Rasional : kecepatan biasanya mencapai kedalaman pernafasan bervariasi tergantung derajat gagal nafas. Expansi dada terbatas yang berhubungan dengan atelektasis dan atau nyeri dada
2. Auskultasi bunyi nafas dan catat adanya bunyi nafas seperti krekels, wheezing.
Rasional : ronki dan wheezing menyertai obstruksi jalan nafas / kegagalan pernafasan.
3. Tinggikan kepala dan bantu mengubah posisi.
Rasional : duduk tinggi memungkinkan ekspansi paru dan memudahkan pernafasan.
4. Observasi pola batuk dan karakter sekret.
Rasional : Kongesti alveolar mengakibatkan batuk sering/iritasi.
5. Dorong/bantu pasien dalam nafas dan latihan batuk.
Rasional : dapat meningkatkan/banyaknya sputum dimana gangguan ventilasi dan ditambah ketidak nyaman upaya bernafas.
6. Kolaborasi
a Berikan oksigen tambahan
b Berikan humidifikasi tambahan misalnya : nebulizer
Rasional : memaksimalkan bernafas dan menurunkan kerja nafas, memberikan kelembaban pada membran mukosa dan membantu pengenceran sekret.
Diagnosa 3 :
Gangguan nutrisi kurang dari kebutuhan tubuh berhubungan dengan intake yang tidak adekuat.
Tujuan :
Kebutuhan nutrisi dapat terpenuhi.
Kriteria hasil :
Keadaan umum baik, mukosa bibir lembab, nafsu makan baik, tekstur kulit baik, klien menghabiskan porsi makan yang disediakan, bising usus 6-12 kali/menit, berat badan dalam batas normal.
Intervensi :
1. Kaji status nutrisi klien (tekstur kulit, rambut, konjungtiva).
Rasional : menentukan dan membantu dalam intervensi selanjutnya.
2. Jelaskan pada klien tentang pentingnya nutrisi bagi tubuh.
Rasional : peningkatan pengetahuan klien dapat menaikan partisipasi bagi klien dalam asuhan keperawatan.
3. Timbang berat badan dan tinggi badan.
Rasional : Penurunan berat badan yang signifikan merupakan indikator kurangnya nutrisi.
4. Anjurkan klien minum air hangat saat makan.
Rasional : air hangat dapat mengurangi mual.
5. Anjurkan klien makan sedikit-sedikit tapi sering
Rasional : memenuhi kebutuhan nutrisi klien.
6. Kolaborasi
a Konsul dengan tim gizi/tim mendukung nutrisi.
Rasional : menentukan kalori individu dan kebutuhan nutrisi dalam pembatasan.
b Berikan obat sesuai indikasi.
c Vitamin B squrb 2×1.
Rasional : defisiensi vitamin dapat terjadi bila protein dibatasi.
d Antiemetik rantis 2×1
Rasional : untuk menghilangkan mual / muntah.

Diagnosa 4 :
Intoleransi aktivitas berhubungan dengan kelemahan fisik.
Tujuan :
Klien dapat melakukan aktivitas sehari-hari secara mandiri.
Kriteria hasil :
KU klien baik, badan tidak lemas, klien dapat beraktivitas secara mandiri, kekuatan otot terasa pada skala sedang
Intervensi :
1. Evaluasi respons pasien terhadap aktivitas.
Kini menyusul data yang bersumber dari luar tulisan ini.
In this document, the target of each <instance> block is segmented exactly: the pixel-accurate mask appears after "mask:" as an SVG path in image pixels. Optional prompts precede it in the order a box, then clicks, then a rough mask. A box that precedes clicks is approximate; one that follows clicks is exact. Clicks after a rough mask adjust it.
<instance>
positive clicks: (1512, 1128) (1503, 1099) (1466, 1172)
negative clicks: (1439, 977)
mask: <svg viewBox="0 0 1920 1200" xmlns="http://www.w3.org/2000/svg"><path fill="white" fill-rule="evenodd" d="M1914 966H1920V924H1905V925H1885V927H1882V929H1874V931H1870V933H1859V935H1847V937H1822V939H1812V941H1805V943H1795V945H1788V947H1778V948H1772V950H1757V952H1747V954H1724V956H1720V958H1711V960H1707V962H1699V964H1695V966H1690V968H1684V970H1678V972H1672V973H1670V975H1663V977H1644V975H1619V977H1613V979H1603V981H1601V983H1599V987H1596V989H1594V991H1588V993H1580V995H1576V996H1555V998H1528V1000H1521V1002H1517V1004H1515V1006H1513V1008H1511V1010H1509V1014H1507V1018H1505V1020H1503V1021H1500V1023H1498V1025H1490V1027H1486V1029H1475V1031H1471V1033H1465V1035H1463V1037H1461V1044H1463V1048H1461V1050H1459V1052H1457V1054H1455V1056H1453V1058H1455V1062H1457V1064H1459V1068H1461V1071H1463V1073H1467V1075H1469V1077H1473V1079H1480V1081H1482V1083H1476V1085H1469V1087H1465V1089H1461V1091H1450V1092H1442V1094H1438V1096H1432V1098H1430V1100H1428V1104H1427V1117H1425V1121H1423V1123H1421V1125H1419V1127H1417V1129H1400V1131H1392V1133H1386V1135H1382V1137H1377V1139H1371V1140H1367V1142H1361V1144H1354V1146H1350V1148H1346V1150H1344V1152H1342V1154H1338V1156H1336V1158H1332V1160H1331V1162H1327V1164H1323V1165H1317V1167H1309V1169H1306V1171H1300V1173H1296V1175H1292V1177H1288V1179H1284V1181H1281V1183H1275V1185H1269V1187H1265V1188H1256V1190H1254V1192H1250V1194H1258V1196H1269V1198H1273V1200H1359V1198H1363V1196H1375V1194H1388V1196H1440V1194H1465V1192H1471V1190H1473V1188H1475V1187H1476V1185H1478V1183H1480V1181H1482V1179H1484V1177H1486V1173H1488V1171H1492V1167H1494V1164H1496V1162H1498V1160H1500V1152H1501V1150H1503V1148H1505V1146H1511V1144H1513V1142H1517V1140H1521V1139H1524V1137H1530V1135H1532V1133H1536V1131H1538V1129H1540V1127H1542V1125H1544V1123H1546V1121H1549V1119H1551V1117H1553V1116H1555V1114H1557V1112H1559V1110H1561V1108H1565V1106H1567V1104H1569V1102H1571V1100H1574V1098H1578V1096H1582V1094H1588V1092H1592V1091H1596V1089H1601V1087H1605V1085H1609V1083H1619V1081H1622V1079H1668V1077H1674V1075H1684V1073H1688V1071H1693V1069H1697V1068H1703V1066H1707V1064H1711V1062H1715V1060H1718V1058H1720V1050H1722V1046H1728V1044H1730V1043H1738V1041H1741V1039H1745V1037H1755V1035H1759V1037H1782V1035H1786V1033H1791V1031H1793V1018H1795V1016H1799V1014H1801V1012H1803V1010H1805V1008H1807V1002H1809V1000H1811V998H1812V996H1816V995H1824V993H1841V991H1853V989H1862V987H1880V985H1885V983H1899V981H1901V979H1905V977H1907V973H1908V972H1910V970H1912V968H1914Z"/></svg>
Catat laporan dyspnea peningkatan kelemahan/kelelahan dan perubahan tanda vital selama dan setelah aktivitas.
Rasional : menetapkan kebutuhan/kemampuan pasien dan memudahkan pilihan intervensi.
2. Jelaskan pentingnya istirahat dalam rencana pengobatan dan perlunya keseimbangan aktivitas dan istirahat.
Rasional : Tirah baring dipertahankan selama fase akut untuk menurunkan kebutuhan metabolik, menghemat energi untuk penyembuhan.
3. Bantu pasien memilih posisi nyaman untuk istirahat dan atau tidur.
Rasional : pasien mungkin nyaman dengan kepala tinggi atau menunduk kedepan meja atau bantal.
4. Bantu aktivitas keperawatan diri yang diperlukan. Berikan kemajuan peningkatan aktivitas selama fase penyembuhan.
Rasional :meminimalkan kelelahan dan membantu keseimbangan suplai dan kebutuhan oksigen.
5. Berikan lingkungan tenang dan batasi pengunjung selama fase akut sesuai indikasi.
Rasional : menurunkan stress dan rangsangan berlebihan meningkatkan istirahat.
Diagnosa 5 :
Kurangnya pengetahuan tentang proses penyakitnya berhubungan dengan kurangnya informasi
Tujuan :
Pengetahuan klien tentang proses penyakit menjadi bertambah.
Kriteria hasil :
Mencari tentang proses penyakit :
1. Klien mengerti tentang definisi asma
2. Klien mengerti tentang penyebab dan pencegahan dari asma
3. Klien mengerti komplikasi dari asma
Intervensi :
1. Diskusikan aspek ketidak nyamanan dari penyakit, lamanya penyembuhan, dan harapan kesembuhan.
Rasional : informasi dapat manaikkan koping dan membantu menurunkan ansietas dan masalah berlebihan.
2. Berikan informasi dalam bentuk tertulis dan verbal.
Rasional : kelemahan dan depresi dapat mempengaruhi kemampuan untuk mangasimilasi informasi atau mengikuti program medik.
3. Tekankan pentingnya melanjutkan batuk efektif atau latihan pernafasan.
Rasional : selama awal 6-8 minggu setelah pulang, pasien beresiko besar untuk kambuh dari penyakitnya.
4. Identifikasi tanda atau gejala yang memerlukan pelaporan pemberi perawatan kesehatan.
Rasional : upaya evaluasi dan intervensi tepat waktu dapat mencegah meminimalkan komplikasi.
5. Buat langkah untuk meningkatkan kesehatan umum dan kesejahteraan, misalnya : istirahat dan aktivitas seimbang, diet baik.
Rasional : menaikan pertahanan alamiah atau imunitas, membatasi terpajan pada patogen.
Evaluasi
a. Jalan nafas kembali efektif.
b. Pola nafas kembali efektif.
c. Kebutuhan nutrisi dapat terpenuhi.
d. Klien dapat melakukan aktivitas sehari-hari secara mandiri.
e. Pengetahuan klien tentang proses penyakit menjadi bertambah.

DAFTAR PUSTAKA
Baratawidjaja, K. (1990) “Asma Bronchiale”, dikutip dari Ilmu Penyakit Dalam, Jakarta : FK UI.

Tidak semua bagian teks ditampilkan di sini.